Cela montre aussi une chose - et Churchill le disait très bien -  après les grandes périodes de crise, ce dont on a envie, c'est de solidarité. C'est au fond de se dire : là on a connu des règles de protection pendant la pandémie qui est de loin d'être terminée, on a envie que ça continue. Regardez les grandes lois sociales en 45 en France, en Angleterre, etc. D'ailleurs, c'est amusant de voir qu'en 47, Churchill a dit : au fond, moi j'aurais assez envie de voter travailliste. Il était le conservateur. On est dans ce paradoxe. On a envie d'être protégés. Notre gauche est complètement déficitaire, c'est le moins qu'on puisse dire. Alors est-ce que la protection ça va être un nationalisme xénophobe ? Ou est-ce que ça va être au fond le principe d'autorité du président sortant ? Ça, c'est ce qu'on verra l'année prochaine.

Il y a, malgré ce désir de solidarité et de fraternité, un clivage aujourd'hui entre vaccinés et non vaccinés. La contrainte doit maintenant peser sur les non vaccinés. C'est ce qui expliquait il y a quelques jours encore le Premier ministre Jean Castex. Est-ce que ça, c'est un changement de doctrine ?

C'est très compliqué parce que si on était tous vaccinés au fond, il semble que cette maladie nous passerait. On pourrait l'attraper. On pourrait la transmettre. Mais au fond, ça ne serait pas extrêmement grave. On aurait de la fièvre un peu pendant un jour ou deux, puis voilà. Ça ne serait pas génial, mais ça serait possible. Je vois les médecins. C'est désespérant pour eux d'être envahis de gens qui ont refusé de se vacciner alors qu'il y a un vaccin.

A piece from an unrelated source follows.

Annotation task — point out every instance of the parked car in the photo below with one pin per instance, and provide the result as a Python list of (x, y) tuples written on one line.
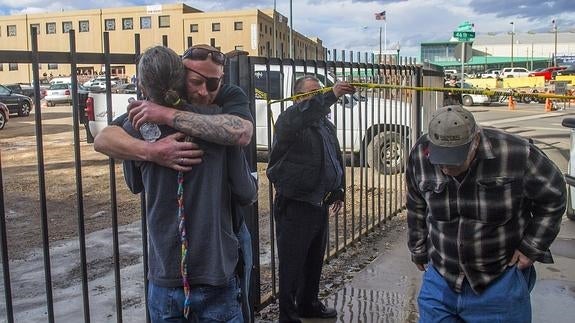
[(491, 73), (514, 72), (16, 103), (471, 99), (547, 72), (97, 81), (62, 93), (128, 88), (570, 70), (4, 115)]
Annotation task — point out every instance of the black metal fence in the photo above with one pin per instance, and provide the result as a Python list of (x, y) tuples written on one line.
[(98, 270)]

C'est bien qu'ils les soignent. Je veux dire franchement, en termes d'éthique et de valeurs, le monde médical est vraiment génial parce que, excusez-moi, mais ces gens on leur gâche la vie.

On est dans une situation où c'est logique de faire pression sur les non vaccinés, mais en même temps, ça veut dire que l'Etat restreint la liberté des individus et je comprends que ça puisse choquer. Mais, à un moment, c'est un peu comme quand on vous appelle pour la conscription, on n'a pas toujours envie de faire la guerre, on n'est pas militariste, on n'aime pas ça, et en même temps il y a des moments où quand le pays est envahi il faut se défendre. C'est fort comme période et en même temps c'est violent parce qu'on prend des habitudes de réduction des libertés. Et forcément, si le virus dure encore trois, quatre, cinq ans, ça devient des habitudes lourdes. Il y a tous ces enjeux, il ne faut pas les sous-estimer.